ASA 129th Meeting - Washington, DC - 1995 May 30 .. Jun 06

1aSC20. Pitch perception physiology and psychophysics as a basis for the design of pitch detection algorithms.

Robert A. Houde

RIT Res. Corp., 75 Highpower Rd., Rochester, NY 14623

James Hillenbr

Western Michigan Univ., Kalamazoo, MI 49008

The generation of high-quality speech with a source-filter vocoder depends to a very great extent on accurate analysis of source parameters. After decades of research, even state-of-the-art pitch detection algorithms tend to make gross errors in the analysis of signals that present no difficulty for the human listener.

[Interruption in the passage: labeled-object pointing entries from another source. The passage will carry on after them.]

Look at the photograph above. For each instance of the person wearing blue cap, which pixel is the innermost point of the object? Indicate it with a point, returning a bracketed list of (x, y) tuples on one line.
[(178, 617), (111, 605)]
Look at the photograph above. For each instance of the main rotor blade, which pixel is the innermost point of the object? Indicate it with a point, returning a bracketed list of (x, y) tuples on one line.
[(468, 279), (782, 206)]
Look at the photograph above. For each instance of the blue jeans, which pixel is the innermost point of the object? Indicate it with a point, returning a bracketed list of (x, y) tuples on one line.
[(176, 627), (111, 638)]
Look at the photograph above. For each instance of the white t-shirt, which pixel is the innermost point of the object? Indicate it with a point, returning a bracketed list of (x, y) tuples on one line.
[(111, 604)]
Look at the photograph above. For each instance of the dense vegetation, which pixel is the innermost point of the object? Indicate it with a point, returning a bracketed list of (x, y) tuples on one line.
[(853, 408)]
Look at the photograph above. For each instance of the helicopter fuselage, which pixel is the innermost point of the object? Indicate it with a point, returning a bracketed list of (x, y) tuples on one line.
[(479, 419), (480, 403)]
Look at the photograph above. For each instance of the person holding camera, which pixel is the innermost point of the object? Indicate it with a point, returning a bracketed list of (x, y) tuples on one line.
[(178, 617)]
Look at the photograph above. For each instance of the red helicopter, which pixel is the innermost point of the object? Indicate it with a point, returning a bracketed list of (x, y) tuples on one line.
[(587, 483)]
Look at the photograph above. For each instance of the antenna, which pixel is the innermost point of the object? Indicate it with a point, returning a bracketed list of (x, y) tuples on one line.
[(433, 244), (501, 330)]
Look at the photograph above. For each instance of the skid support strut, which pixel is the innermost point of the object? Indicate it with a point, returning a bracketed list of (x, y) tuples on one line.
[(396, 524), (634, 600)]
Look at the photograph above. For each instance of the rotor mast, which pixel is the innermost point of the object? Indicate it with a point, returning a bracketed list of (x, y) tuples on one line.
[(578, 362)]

In this study a review of a broad range of pitch detection algorithms was undertaken, with particular attention to the plausibility of those algorithms in relation to what is currently known about the psychophysics of pitch perception and the neural coding of speech signals. Our principal conclusion from this review is that the most plausible model is a time-domain pitch perception scheme proposed more than 4 decades ago by Licklider [J. C. R. Licklider, Experientia 7, 128--133 (1951)], and extended in more recent studies. The implications of these findings for source-filter vocoders will be discussed, and an implementation of the Licklider model using level-crossing interval histograms will be described.